As the mortgage rates continue to rise in Texas, paying off your mortgage early can save thousands of dollars. How often one makes mortgage payments can make a sea of difference whatever the mortgage rate reports

Experts warn that mortgage interest rates could surge by a whole percentage point this year. WFAA’s Jason Wheeler, in a recent Right on the Money report, also talked about how mortgage rates are going to increase significantly. Unfortunately, the apprehensions proved accurate, and right after the report’s release, rates jumped about one-quarter of the way to making that prediction come true. The average 30-year fixed-rate climbed from 3.22% to 3.45%.

mortgage loan
mortgage loan

Small increase in interest rates of mortgage loan leads to a significant rise in interest paid

Even the smallest increase in interest rates leads to a significant rise in interest paid for the mortgage. The present mortgage rates have been highest since March 2020, right after the pandemic hit.

The above point can be understood better with the following example. If a US citizen financed an average priced Dallas-Fort Worth home costing $355,000 (with 20% down and a 3.45% rate instead of a 3.22% rate), he would have to shell out an extra $36 per month. The principal and interest payment would go from $1,231 to $1,267 per month.

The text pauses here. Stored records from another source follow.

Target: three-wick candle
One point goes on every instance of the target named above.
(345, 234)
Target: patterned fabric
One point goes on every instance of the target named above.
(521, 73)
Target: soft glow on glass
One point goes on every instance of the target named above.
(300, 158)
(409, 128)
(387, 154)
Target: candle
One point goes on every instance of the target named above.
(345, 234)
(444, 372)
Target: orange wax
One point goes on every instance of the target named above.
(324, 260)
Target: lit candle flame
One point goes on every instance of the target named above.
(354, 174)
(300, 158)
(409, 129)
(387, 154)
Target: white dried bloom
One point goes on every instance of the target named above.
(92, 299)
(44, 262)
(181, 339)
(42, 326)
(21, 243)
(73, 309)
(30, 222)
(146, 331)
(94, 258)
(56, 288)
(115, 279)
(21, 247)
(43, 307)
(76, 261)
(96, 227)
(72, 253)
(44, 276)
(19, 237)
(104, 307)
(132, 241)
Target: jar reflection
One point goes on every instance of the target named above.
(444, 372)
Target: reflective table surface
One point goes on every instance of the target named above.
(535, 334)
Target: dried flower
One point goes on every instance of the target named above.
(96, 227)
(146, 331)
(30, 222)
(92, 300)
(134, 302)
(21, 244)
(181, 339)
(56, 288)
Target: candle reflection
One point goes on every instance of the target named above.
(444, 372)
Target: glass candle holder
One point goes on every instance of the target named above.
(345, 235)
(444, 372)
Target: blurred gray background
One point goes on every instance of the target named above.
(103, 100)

If the repayment period is 30 years, this translates to an additional $12,960 in interest.

Therefore experts warn to keep a sharp eye on interest rates if anyone plans to buy a home this year.

Can you pay off your mortgage loan earlier, for less?

With interest rates surging, you have one option which can save you a lot of money. It is the rate at which you pay your mortgage. Usually, lenders offer mortgage repayments monthly, 12 installments per year.

If a person makes a mortgage payment of $2000 per month, he would typically pay an amount of $24,000 annually. Of the rate of monthly installments is increased to 26, the annual payments come out to be $26,000. Adding the numbers for our home worth $355,000 (with 20% down and an interest rate of 3, 45%), we see a big difference. Having a 26-month annual installment means you would pay off your 30-year mortgage 43 months sooner and you’d pay $23,237 less in interest.

However, check with your lender and ensure they don’t charge extra fees for a 26 installment annual payment plan.